Like all reform issues that deal with mechanics and procedure, RCV is on the practical end of the spectrum. Put more bluntly, it’s hard for non-wonks to get excited about it—in a 2014 piece, the New York Times’ Melena Ryzik described RCV as “unglamorous.” But while RCV may seem anathema to an event that prizes pageantry, the current pro-reform zeitgeist, as well as Frances McDormand’s stirring speech last year, may leave some room to maneuver forward.
As a reminder, this is how McDormand closed her Best Actress acceptance speech at the 2018 Oscars: “I have two words to leave you with tonight, ladies and gentlemen: inclusion rider.” An inclusion rider, as people quickly found out, is an equity clause for film and television contracts that guarantees a minimum percentage of women and people of color on set. The concept was little known, even among Hollywood insiders, largely because employers wanted it that way, arguing that diversity provisions slow production. But director Anthony Hemingway dismissed that claim. Sure, it may make things slightly more complicated in the short term, but in time it ends up paying dividends—a sentiment frequently expressed by RCV advocates.
On the heels of #OscarsSoWhite and in the midst of #MeToo, McDormand’s speech did more than set off a mass Google and Twitter search frenzy. Some of Hollywood’s biggest names came forward and declared their support for the contract addendum; one of the most prominent talent agencies in the world, William Morris Endeavor, swiftly made it its new company standard, a move that University of Southern California professor Stacy L. Smith, the rider’s architect, called “a game changer.” And later, in September, Warner Bros became the first major Hollywood studio to adopt it as part of a new company-wide diversity policy.

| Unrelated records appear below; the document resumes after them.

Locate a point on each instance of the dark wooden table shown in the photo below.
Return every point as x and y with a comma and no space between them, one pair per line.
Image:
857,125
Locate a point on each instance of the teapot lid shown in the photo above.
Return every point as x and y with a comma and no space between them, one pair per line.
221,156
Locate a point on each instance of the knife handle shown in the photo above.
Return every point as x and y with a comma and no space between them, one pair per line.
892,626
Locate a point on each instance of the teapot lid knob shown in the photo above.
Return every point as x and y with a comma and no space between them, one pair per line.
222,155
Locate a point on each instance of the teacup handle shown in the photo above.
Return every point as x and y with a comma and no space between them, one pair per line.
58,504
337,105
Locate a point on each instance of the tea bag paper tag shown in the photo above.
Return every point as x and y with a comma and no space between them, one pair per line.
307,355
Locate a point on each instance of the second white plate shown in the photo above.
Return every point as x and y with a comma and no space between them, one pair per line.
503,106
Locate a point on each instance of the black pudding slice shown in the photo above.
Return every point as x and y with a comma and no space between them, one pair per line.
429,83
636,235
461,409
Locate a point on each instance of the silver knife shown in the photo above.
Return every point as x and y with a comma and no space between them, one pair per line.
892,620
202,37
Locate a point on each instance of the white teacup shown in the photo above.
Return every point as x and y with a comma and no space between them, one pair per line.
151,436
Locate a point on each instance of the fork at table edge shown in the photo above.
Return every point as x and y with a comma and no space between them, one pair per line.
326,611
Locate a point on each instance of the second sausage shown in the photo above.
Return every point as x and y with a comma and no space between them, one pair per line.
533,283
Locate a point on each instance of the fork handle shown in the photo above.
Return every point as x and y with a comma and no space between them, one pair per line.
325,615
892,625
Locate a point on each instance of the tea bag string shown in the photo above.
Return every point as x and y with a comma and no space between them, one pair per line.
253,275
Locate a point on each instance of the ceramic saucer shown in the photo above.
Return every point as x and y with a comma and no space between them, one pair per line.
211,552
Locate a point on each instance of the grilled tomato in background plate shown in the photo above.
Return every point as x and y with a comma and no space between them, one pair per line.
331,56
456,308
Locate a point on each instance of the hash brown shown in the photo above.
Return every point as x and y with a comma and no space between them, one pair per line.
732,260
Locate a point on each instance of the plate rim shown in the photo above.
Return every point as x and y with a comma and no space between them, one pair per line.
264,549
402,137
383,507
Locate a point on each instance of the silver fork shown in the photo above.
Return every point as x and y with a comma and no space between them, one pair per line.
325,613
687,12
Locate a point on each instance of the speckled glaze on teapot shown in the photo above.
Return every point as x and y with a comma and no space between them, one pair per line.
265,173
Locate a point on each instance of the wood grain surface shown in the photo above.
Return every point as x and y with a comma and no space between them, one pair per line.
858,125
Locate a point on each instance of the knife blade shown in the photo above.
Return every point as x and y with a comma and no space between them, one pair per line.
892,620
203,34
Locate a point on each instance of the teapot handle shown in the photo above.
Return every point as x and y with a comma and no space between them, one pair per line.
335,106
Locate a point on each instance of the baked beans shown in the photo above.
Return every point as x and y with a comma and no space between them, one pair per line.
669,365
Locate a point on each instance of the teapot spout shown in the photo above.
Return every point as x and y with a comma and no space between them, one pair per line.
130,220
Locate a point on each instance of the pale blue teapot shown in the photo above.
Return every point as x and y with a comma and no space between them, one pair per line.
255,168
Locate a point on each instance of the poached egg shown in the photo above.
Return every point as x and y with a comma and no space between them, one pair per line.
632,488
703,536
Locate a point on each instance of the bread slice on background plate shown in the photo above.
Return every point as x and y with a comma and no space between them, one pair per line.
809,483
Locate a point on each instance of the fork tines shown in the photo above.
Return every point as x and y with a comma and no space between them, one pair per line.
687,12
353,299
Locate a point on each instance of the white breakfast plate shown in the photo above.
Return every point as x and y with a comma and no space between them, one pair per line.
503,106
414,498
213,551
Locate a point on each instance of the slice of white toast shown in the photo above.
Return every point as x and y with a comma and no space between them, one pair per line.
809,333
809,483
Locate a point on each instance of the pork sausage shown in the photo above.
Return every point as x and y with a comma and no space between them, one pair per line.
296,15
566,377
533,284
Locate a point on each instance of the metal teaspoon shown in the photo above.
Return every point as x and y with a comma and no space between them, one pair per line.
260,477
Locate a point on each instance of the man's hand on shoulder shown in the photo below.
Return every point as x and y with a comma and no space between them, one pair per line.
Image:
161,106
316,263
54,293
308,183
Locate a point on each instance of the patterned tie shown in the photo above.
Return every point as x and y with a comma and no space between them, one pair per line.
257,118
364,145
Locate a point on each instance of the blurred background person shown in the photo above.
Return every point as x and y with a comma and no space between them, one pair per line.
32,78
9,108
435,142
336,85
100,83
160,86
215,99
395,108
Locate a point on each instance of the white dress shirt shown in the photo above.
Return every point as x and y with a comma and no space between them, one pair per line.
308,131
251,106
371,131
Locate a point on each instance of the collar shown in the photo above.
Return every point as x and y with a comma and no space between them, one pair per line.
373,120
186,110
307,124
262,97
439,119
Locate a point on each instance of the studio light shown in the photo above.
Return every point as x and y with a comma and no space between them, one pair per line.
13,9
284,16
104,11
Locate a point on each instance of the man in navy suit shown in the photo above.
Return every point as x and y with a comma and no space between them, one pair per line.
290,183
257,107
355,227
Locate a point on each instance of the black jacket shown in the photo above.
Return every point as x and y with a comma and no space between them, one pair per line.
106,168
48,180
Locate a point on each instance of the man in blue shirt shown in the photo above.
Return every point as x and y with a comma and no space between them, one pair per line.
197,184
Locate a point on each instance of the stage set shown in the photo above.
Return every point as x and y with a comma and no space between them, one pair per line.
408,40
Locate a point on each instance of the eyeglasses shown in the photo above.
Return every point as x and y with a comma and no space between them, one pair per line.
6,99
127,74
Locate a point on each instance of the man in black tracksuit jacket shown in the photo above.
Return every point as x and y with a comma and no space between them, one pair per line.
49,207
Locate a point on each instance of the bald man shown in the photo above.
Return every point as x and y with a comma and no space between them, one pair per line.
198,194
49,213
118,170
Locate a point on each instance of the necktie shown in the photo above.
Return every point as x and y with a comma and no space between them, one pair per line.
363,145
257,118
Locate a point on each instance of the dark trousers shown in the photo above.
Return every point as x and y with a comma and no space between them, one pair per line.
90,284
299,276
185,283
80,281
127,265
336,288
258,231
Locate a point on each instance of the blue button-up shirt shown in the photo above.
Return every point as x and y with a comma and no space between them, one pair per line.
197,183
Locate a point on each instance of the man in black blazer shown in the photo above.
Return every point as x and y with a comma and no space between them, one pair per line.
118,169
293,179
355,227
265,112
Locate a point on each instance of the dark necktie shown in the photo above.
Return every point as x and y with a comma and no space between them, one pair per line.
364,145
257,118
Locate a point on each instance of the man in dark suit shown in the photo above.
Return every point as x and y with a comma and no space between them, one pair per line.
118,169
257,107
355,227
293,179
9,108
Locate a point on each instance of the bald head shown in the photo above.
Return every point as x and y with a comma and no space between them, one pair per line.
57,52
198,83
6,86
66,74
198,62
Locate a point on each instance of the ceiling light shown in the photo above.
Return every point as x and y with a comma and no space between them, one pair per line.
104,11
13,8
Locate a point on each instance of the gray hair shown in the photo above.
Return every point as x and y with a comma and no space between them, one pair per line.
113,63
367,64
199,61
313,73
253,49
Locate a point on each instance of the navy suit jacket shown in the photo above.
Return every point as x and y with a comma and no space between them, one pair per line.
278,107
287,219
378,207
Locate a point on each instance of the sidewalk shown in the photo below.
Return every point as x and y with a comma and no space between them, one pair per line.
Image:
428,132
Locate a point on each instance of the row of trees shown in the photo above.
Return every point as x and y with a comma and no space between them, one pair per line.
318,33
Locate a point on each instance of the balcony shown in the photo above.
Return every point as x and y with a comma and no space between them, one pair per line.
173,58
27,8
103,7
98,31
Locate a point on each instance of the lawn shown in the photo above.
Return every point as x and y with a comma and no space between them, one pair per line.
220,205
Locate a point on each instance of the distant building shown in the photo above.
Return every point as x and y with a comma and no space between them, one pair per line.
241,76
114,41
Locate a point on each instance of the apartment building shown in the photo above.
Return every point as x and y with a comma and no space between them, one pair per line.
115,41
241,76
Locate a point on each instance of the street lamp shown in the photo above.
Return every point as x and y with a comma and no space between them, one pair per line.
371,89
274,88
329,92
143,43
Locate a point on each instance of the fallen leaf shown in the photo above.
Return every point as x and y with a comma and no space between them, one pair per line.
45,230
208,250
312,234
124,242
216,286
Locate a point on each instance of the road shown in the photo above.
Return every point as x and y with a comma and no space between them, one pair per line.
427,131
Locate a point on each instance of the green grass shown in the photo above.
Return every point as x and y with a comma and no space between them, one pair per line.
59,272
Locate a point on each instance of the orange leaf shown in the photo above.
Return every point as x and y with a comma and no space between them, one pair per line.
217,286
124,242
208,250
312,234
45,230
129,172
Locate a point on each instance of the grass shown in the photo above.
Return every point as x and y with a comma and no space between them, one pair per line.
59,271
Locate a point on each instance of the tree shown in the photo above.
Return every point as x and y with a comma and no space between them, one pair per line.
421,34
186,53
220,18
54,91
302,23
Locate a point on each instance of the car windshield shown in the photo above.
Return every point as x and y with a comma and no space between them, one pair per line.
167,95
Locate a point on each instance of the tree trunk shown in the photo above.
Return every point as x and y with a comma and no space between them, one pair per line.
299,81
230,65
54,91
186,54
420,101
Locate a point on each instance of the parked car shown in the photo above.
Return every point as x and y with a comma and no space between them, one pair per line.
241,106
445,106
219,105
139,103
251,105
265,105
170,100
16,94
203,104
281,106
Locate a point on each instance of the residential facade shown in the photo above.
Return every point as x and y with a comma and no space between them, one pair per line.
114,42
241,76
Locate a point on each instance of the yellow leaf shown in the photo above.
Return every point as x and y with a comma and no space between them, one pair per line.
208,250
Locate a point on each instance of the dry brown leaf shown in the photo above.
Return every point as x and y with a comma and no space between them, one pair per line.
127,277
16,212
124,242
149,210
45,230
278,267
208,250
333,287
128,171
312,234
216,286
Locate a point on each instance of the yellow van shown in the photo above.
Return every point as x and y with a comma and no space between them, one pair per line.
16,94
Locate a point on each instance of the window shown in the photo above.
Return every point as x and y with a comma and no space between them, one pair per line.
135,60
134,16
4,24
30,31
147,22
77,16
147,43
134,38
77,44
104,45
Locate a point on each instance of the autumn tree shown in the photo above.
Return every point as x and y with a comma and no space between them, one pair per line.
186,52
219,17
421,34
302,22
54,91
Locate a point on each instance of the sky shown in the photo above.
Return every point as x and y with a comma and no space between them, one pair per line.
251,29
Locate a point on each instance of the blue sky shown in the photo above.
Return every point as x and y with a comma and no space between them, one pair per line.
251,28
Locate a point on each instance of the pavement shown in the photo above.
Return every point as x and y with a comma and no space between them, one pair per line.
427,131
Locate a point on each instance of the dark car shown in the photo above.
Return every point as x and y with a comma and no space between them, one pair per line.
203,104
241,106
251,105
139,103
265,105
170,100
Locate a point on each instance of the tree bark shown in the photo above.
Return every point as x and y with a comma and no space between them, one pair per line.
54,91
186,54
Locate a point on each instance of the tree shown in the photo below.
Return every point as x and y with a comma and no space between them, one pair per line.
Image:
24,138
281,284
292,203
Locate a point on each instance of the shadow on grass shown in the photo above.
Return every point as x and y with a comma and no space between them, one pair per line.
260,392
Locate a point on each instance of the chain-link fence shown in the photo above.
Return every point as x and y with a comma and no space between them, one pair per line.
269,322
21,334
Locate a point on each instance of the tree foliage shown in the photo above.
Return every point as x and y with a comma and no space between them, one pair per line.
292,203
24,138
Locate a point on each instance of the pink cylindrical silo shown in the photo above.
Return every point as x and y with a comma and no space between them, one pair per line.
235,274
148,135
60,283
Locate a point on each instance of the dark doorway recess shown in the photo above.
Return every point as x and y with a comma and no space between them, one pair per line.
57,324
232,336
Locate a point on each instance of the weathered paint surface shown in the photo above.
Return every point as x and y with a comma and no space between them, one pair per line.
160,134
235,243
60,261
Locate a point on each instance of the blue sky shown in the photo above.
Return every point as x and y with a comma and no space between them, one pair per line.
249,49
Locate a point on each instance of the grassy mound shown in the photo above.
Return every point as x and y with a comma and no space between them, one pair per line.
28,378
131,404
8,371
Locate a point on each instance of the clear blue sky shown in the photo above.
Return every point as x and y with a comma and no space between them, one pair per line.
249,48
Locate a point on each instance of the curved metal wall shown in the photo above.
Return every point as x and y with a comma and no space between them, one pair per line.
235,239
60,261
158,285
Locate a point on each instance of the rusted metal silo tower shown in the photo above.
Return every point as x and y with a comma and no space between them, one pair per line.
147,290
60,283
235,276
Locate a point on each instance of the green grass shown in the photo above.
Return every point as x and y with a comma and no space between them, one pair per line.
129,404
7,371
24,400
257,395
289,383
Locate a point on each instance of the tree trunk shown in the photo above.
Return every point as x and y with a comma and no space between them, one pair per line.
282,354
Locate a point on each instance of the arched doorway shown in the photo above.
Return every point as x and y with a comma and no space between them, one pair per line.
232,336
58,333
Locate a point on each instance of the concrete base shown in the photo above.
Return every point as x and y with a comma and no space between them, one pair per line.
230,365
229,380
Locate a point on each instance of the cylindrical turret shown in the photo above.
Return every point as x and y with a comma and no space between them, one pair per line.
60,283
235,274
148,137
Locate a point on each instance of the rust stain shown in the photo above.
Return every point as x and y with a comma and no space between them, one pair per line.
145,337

Or think of it like this: McDormand took a risk by ending her speech not with a gauzy call for more diversity in the industry, but with a very technical, actionable, and “unglamorous” strategy to help correct the problem. Her risk paid off, which is what makes this case instructive.
It’s hardly a leap to argue that the same may also work for RCV—especially since there’s already a precedent of celebrities using their status to promote RCV and its attendant values on a broader scale. In 2011, Colin Firth and Helena Bonham Carter, who starred in that year’s Best Picture winner The King’s Speech, threw their weight behind a referendum to replace FPTP with RCV in the United Kingdom. Firth called the referendum “a once-in-a-generation opportunity to change our clapped-out politics for good.” And last spring, Jennifer Lawrence campaigned for RCV in Maine as the state prepared to vote on whether to implement the system statewide (having already approved it once by ballot referendum in 2016). The measure was approved.
To make the jump from state and national campaigns to the awards stage, RCV needs the kind of vociferous support that can transport the issue from wonk-land to the national conversation. It needs, in short, the same treatment that McDormand gave to inclusion rider at the podium—an expansive view that holds our art to the same standards of inclusion as our politics.
Yes, all voting systems have trade-offs, and it’s possible that RCV may have less of a positive impact on the Oscars than it does on political campaigns. But, for now, this is certain: RCV is known to generate, on top of so much else, fairer and more representative competition. AMPAS organizers and honorees alike ought to more explicitly acknowledge this system. After all, why not embrace something that, while seemingly unglamorous, stands to make a meaningful difference? Isn’t that the exact sort of forward-thinking vision that the arts cherish?